Der alte, lange Lambert
Der Turm in Nettetal hat im Laufe der vergangenen Jahrhunderte viel erlebt. Vom Bauwerk aus ist unter anderem Venlo zu sehen.
Nettetal. Als Goethe ein Star wurde, stand er schon 400 Jahre lang da. „Das muss man sich mal vorstellen, welche Zeiträume der Turm überstanden hat“, sagt Rolf Ingenrieth und klopft, beinahe zärtlich, auf einen mächtigen Holzbalken. Von hier oben im Lambertiturm in Nettetal-Breyell lässt er den Blick weit über die Niederrhein schweifen, erzählt dabei von der Geschichte des ebenso merkwürdigen wie imposanten Bauwerks.
hoch hinaus (8)
Wäre alles nach Plan gelaufen, stände der Turm längst nicht mehr. Hätten nicht Flüchtlinge sich dort verstecken können. Könnte nicht Rolf Ingenrieth diese Anekdote zum Besten geben: „Die alte Lambertus-Kirche war zu klein geworden, deshalb beauftragten kurz nach 1900 die betuchten Breyeller einen Krefelder Abbruchunternehmer mit dem Abriss.“
Schließlich stand nur noch der Turm: „Für den wollte der Krefelder noch mal Geld, aber die Breyeller hatten keins mehr.“ Und so blieb der Lambertiturm aus Geldnot gegenüber der neu gebauten Lambertus-Kirche stehen, wurde zum schützenswerten Denkmal, wie es in der Region laut Ingenrieth „kein ähnliches gibt“. Dass er einmal ein Kirchturm war, belegt ein Blick von oben auf den Lambertimarkt: Mit helleren Steinen ist dort die Stelle des ehemaligen Altarraums markiert.
Ansonsten ist von dort oben vor allem eins zu sehen: Grün. „Wirklich bemerkenswert, wie grün der Niederrhein hier in Nettetal und Umgebung ist“, sagt Rolf Ingenrieth, „Wiesen und Wälder, hier der Grenzwald, da die Hinsbecker und Süchtelner Höhen.“
Auf den zweiten Blick — wenn nicht Regen und die verstaubten Scheiben die Sicht erschweren — zeigt sich hinter den grünen Aussichten im Westen Venlo, auf der anderen Seite Viersen-Dülken und am Horizont der Borussia-Park in Mönchengladbach. Einzigartige Aussichten, obwohl das alte Gemäuer mit seinen gerade mal 32 Metern von den meisten Kirchtürmen überragt wird.
„Aber unser Turm steht ziemlich zentral und günstig, darum ist die Aussicht so gut“, erklärt Ingenrieth. Der 62-jährige Lehrer gehört dem Vorstand des Fördervereins Alter Kirchturm an, der sich um den Erhalt des Bauwerks kümmert.

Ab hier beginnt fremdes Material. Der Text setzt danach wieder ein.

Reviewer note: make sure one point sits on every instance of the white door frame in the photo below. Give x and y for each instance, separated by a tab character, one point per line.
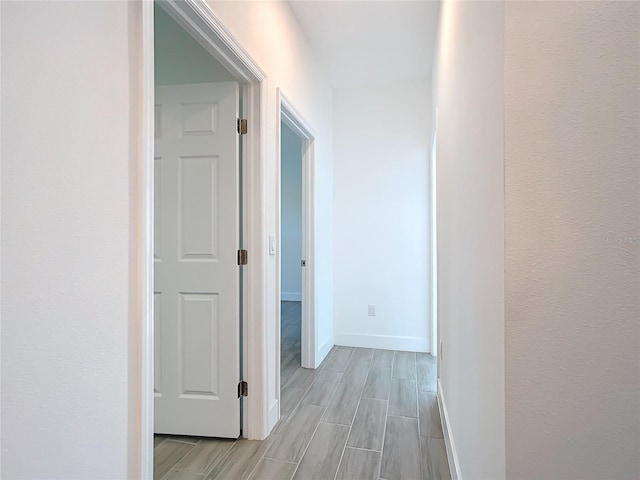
197	18
288	115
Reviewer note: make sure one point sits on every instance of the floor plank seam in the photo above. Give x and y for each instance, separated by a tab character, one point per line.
386	416
346	440
308	443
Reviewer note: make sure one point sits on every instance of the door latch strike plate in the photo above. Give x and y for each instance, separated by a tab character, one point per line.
243	389
242	126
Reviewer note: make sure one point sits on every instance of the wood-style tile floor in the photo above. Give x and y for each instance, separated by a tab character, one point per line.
363	414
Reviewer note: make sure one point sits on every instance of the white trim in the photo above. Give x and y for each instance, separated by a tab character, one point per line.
290	117
145	247
324	350
274	414
385	342
452	454
291	297
206	28
433	232
197	18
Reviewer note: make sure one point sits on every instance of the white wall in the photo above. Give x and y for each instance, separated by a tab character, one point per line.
572	179
470	229
271	35
68	153
291	218
381	212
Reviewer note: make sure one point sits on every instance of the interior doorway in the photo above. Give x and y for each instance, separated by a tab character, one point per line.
291	258
197	191
197	119
296	285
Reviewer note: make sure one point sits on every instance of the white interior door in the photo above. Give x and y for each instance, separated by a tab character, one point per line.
197	288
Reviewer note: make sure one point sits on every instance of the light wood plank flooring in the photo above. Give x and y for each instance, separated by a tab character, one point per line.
363	414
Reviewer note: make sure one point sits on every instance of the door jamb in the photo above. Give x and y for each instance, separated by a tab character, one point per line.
290	117
197	18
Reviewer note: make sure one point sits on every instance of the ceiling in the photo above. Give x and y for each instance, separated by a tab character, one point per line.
374	42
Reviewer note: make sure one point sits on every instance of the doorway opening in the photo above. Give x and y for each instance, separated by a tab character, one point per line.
296	285
291	258
199	310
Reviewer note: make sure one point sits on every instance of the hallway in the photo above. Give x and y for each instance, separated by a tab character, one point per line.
363	414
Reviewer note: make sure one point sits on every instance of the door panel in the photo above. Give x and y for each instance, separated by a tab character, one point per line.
196	273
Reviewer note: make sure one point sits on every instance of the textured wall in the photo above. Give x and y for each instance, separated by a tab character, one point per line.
572	214
470	229
381	230
66	158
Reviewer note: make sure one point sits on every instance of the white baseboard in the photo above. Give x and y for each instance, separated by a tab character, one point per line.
274	414
452	454
385	342
323	351
290	297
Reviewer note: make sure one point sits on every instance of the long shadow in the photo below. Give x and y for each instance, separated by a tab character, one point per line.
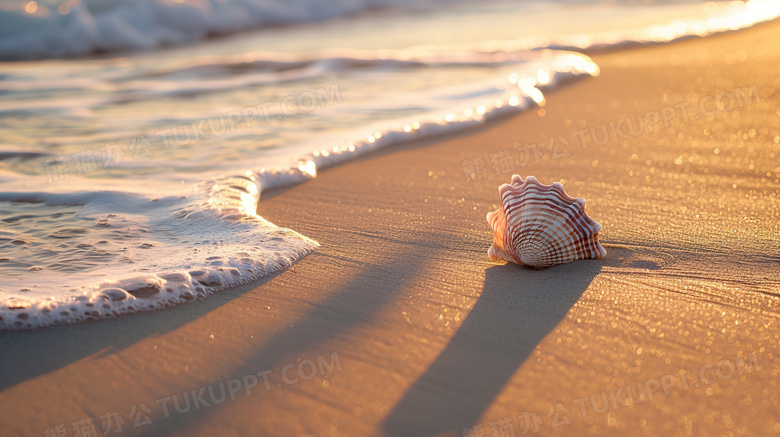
517	309
27	354
353	304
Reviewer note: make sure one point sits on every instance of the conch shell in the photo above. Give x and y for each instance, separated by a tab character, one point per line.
541	226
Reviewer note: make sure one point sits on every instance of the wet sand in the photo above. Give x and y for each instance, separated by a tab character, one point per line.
401	325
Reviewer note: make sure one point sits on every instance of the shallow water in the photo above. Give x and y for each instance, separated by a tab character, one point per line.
130	181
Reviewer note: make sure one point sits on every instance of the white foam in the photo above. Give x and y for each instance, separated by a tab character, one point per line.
122	253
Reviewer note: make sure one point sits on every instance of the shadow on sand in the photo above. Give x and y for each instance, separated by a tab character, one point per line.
518	307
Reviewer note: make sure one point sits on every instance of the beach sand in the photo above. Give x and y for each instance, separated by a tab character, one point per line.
431	336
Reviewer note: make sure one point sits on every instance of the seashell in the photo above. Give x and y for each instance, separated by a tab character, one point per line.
541	226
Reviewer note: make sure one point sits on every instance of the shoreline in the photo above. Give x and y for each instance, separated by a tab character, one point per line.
434	337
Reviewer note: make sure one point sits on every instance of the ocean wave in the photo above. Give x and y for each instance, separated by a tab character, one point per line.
95	26
88	255
92	27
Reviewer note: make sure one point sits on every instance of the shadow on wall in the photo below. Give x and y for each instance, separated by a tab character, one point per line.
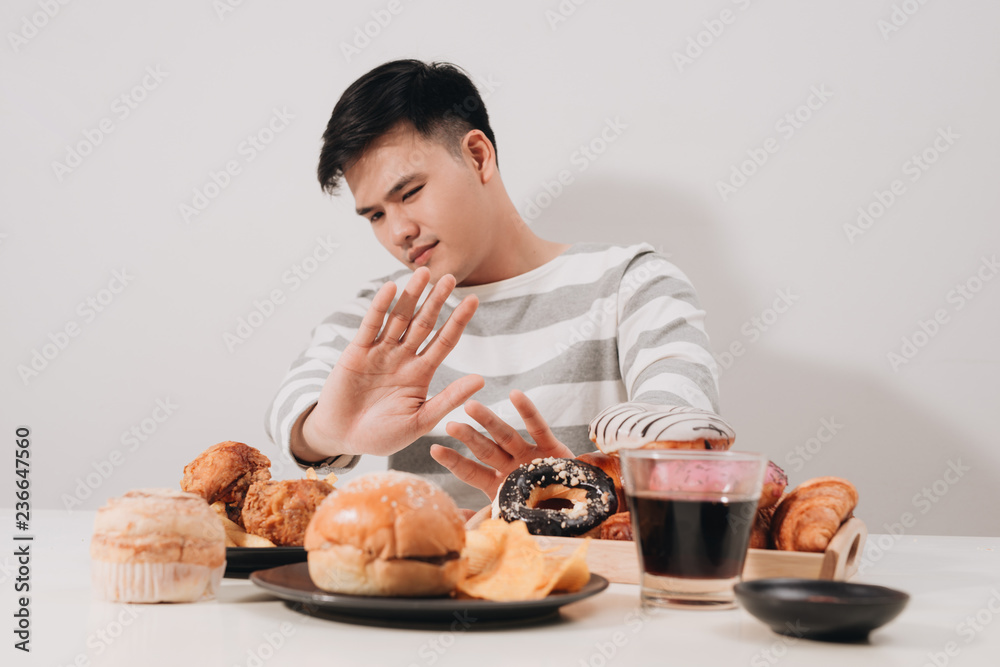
914	472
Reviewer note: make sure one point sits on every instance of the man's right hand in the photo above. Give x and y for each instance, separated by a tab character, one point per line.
375	399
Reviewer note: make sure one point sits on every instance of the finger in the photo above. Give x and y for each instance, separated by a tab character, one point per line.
426	319
537	427
450	398
503	434
449	334
371	324
472	473
482	447
401	314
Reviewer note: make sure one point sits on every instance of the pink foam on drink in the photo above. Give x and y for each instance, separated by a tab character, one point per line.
697	476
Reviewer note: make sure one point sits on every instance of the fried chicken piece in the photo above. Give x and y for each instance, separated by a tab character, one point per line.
224	472
281	510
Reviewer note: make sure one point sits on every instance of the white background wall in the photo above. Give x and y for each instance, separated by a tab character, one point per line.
550	86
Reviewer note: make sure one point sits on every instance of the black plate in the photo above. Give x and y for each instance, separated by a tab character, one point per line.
292	583
820	609
241	561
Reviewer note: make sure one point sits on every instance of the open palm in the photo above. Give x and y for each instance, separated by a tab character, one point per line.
375	399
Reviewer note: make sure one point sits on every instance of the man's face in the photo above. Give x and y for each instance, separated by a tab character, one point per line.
423	203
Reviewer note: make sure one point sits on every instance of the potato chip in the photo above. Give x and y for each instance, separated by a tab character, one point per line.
567	573
507	564
481	550
235	535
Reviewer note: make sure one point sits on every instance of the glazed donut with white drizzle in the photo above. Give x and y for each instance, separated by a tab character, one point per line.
646	426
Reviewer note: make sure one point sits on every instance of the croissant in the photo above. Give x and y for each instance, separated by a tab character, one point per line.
760	533
808	517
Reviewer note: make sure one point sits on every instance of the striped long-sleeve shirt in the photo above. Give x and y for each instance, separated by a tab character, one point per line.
596	326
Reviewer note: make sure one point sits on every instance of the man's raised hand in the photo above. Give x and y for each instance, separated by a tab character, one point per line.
375	399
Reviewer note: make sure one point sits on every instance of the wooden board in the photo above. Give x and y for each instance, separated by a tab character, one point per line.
618	562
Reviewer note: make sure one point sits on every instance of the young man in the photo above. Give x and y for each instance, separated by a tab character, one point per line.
578	328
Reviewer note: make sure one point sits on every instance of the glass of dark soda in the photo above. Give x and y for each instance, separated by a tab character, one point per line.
692	512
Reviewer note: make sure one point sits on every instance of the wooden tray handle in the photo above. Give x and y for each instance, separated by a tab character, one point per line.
843	554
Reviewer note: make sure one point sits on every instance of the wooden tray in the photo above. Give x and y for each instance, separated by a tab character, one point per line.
618	562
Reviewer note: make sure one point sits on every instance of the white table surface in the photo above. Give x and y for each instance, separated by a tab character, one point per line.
950	579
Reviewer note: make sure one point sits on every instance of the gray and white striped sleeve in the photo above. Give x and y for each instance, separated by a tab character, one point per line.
301	387
663	348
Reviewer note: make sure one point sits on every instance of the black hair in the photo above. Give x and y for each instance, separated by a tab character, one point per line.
437	99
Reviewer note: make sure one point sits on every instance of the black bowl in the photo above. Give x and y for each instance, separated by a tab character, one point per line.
819	609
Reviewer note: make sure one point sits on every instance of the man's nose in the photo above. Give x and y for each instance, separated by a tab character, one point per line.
403	229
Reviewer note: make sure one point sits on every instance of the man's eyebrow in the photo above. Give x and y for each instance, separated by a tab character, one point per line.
404	180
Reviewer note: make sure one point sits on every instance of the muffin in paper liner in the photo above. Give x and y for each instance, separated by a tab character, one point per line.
157	545
155	582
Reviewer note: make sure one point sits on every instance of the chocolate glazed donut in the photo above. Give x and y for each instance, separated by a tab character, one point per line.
558	497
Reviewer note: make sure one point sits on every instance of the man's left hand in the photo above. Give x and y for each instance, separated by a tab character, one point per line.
505	452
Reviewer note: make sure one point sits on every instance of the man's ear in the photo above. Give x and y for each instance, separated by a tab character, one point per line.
478	149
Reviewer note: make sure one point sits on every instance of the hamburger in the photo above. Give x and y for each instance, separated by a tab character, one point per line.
387	534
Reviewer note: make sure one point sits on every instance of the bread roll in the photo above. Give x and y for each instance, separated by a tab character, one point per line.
387	534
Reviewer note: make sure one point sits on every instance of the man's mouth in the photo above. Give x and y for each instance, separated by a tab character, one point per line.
421	255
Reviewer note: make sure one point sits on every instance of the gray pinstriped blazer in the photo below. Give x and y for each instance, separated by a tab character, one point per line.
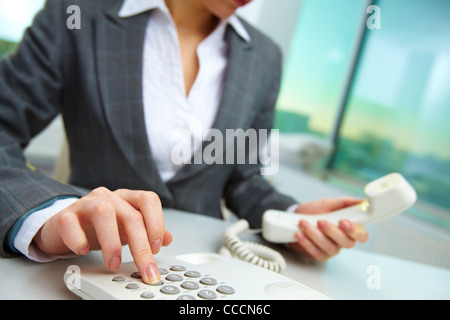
93	77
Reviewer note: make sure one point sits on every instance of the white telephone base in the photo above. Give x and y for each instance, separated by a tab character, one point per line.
385	197
198	276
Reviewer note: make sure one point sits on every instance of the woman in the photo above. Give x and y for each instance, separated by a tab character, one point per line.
135	72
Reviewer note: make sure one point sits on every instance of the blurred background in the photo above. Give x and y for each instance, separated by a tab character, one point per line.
364	93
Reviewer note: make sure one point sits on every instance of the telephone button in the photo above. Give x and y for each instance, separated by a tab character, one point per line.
169	290
225	290
190	285
207	294
132	285
118	279
147	295
178	268
208	281
192	274
174	277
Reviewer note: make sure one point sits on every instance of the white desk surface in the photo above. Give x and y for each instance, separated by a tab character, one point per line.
343	277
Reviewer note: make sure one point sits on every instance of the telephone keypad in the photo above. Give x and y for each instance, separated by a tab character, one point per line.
176	280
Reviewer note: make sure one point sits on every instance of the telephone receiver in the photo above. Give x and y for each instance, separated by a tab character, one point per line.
385	197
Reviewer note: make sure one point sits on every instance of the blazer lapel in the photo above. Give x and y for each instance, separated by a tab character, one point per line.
119	62
237	98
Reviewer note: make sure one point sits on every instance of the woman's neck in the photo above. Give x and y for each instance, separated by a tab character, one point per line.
192	17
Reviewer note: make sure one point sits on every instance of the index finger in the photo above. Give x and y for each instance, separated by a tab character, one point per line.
149	204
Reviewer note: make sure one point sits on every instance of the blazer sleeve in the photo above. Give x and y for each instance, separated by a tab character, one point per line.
30	93
248	193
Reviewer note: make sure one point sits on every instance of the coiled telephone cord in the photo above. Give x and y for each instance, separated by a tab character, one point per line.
251	252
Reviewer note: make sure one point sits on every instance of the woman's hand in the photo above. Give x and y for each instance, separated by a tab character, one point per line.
108	220
325	240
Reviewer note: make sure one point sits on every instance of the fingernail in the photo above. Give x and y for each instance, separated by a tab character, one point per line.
83	251
304	224
156	246
114	263
346	225
153	275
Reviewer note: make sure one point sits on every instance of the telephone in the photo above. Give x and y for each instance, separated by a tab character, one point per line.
242	270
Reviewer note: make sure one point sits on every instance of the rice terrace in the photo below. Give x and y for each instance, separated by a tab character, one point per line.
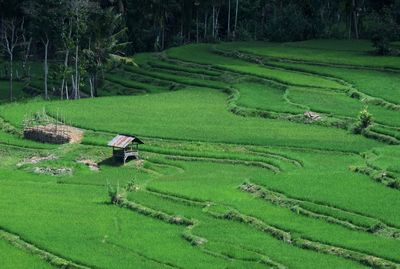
199	141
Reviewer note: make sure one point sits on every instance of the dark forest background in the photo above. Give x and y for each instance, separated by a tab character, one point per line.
81	37
158	24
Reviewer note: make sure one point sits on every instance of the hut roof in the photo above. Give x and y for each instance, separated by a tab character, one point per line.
122	141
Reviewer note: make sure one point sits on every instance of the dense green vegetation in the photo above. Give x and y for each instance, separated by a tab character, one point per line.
232	173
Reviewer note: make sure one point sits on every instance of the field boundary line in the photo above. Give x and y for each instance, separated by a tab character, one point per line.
47	256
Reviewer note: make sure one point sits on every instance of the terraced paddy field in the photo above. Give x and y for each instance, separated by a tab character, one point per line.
232	174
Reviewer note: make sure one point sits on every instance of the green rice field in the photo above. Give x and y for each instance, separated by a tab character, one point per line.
232	173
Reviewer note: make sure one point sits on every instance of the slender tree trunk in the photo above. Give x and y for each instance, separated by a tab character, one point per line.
76	71
11	75
46	67
217	22
229	18
355	19
25	63
65	69
350	26
205	25
236	17
213	25
197	25
66	90
91	86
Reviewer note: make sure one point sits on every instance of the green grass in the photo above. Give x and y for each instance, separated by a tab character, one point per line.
352	52
193	118
12	257
197	154
265	97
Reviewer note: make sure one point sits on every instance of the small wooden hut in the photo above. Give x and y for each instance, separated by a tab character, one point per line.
125	147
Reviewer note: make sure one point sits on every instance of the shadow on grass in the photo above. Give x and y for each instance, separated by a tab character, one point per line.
112	162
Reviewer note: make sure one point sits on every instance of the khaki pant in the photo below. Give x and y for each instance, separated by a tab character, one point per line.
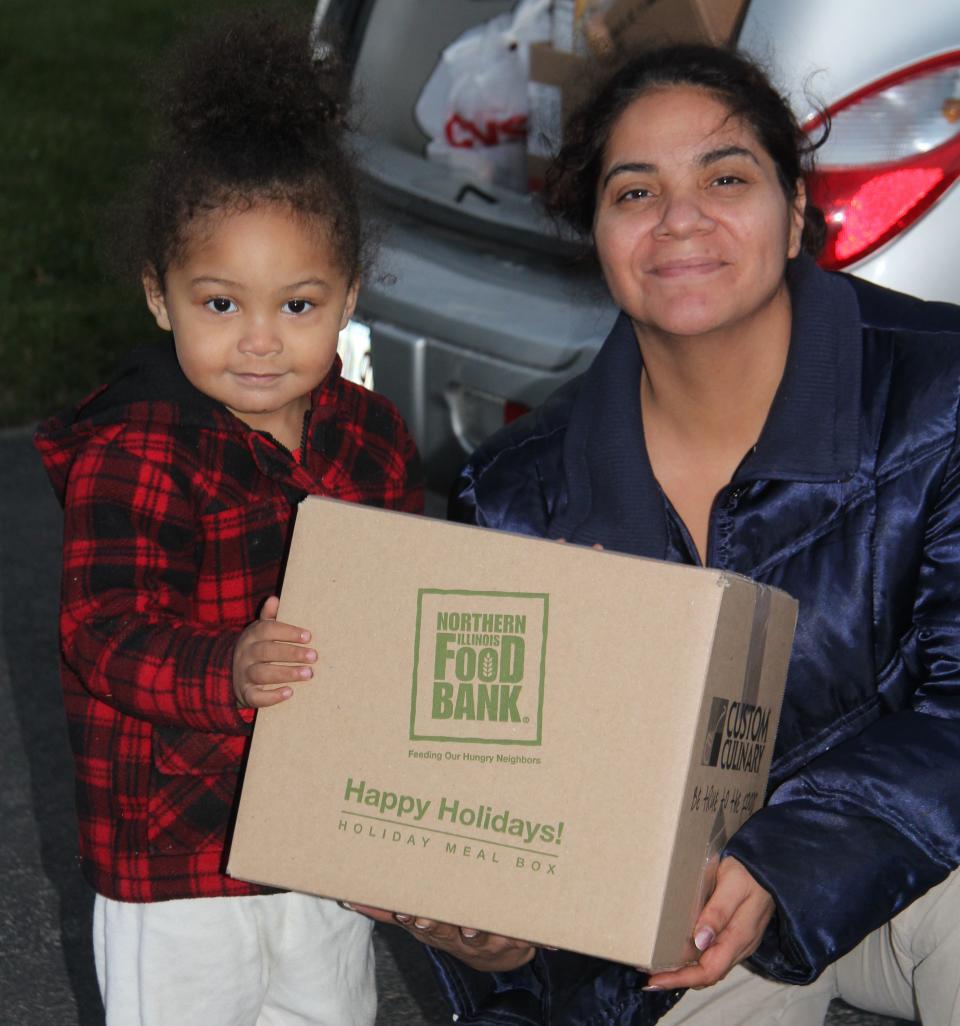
909	969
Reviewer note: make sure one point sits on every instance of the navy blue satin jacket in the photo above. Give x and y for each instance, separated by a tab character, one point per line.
850	502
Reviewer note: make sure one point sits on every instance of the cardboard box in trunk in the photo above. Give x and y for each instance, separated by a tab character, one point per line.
538	740
557	80
634	24
551	88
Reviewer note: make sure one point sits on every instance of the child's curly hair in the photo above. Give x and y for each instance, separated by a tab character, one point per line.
250	115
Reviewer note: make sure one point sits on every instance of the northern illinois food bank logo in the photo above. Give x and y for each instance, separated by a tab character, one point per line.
479	667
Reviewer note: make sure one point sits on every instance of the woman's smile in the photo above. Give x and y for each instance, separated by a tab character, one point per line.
692	226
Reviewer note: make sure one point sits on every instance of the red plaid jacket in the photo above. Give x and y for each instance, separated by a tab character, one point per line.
176	522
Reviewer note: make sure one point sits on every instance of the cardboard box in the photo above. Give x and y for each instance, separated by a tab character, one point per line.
558	79
552	80
634	24
533	739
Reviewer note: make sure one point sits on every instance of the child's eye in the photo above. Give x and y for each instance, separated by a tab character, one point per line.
296	306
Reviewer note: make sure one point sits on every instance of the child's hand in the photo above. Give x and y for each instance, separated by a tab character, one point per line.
261	649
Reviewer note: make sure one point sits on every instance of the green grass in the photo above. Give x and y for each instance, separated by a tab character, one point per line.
73	129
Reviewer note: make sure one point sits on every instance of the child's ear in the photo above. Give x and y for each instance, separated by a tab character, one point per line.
350	304
155	300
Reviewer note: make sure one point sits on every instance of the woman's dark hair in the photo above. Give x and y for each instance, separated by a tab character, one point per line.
570	183
249	115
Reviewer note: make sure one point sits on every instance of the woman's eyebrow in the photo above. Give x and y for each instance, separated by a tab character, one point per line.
727	151
627	168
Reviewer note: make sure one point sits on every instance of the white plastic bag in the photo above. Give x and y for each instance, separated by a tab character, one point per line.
474	106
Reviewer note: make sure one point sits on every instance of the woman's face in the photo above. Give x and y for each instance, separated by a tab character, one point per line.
692	228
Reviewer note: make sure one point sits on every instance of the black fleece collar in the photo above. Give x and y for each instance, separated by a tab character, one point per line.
811	433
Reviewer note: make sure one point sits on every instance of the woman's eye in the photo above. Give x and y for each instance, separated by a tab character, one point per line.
296	306
638	193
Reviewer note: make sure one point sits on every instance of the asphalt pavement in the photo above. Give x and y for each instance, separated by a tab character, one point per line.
46	963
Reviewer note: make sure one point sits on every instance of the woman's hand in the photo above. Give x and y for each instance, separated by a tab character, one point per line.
728	930
485	952
258	657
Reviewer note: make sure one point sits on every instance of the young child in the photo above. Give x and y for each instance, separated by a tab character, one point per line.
179	481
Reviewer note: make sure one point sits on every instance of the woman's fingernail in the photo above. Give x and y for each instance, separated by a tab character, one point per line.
704	938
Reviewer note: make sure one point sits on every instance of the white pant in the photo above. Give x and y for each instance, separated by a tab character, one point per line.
261	960
910	969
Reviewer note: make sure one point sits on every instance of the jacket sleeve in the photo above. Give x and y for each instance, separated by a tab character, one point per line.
869	826
558	987
129	573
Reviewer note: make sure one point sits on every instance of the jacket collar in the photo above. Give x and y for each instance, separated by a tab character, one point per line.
811	433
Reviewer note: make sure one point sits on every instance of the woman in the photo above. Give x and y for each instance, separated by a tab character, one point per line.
752	412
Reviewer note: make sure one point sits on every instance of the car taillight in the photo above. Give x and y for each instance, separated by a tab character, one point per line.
893	150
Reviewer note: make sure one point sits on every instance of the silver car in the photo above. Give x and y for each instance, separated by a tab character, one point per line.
477	311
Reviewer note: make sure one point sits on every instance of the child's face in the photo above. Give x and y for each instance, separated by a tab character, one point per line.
255	308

Aus dem 14. Jahrhundert stammt der Lambertiturm, überstand Brände, überlebte ein angebautes Rathaus und ein Kirchenschiff. Der Alte Lambert diente Verfolgten des Naziterrors als Versteck, denn die Zu- und Eingänge erschließen sich nur Eingeweihten. So führt das untere Portal zu einem Gewölberaum ohne Durchgang nach oben. Zur Eingangstür ins Turminnere auf der anderen Seite geht’s heute über eine neue stählerne Außentreppe. Innen altes Mauerwerk, viel Holz, urig — ideal für Lesungen und Ausstellungen.
Eine Stiege führt schließlich ganz nach oben. Hier steht dann Rolf Ingenrieth bei Führungen und erzählt stolz, dass der Lambertiturm zu Goethes Zeit schon 400 Jahre auf dem steinernen Buckel hatte.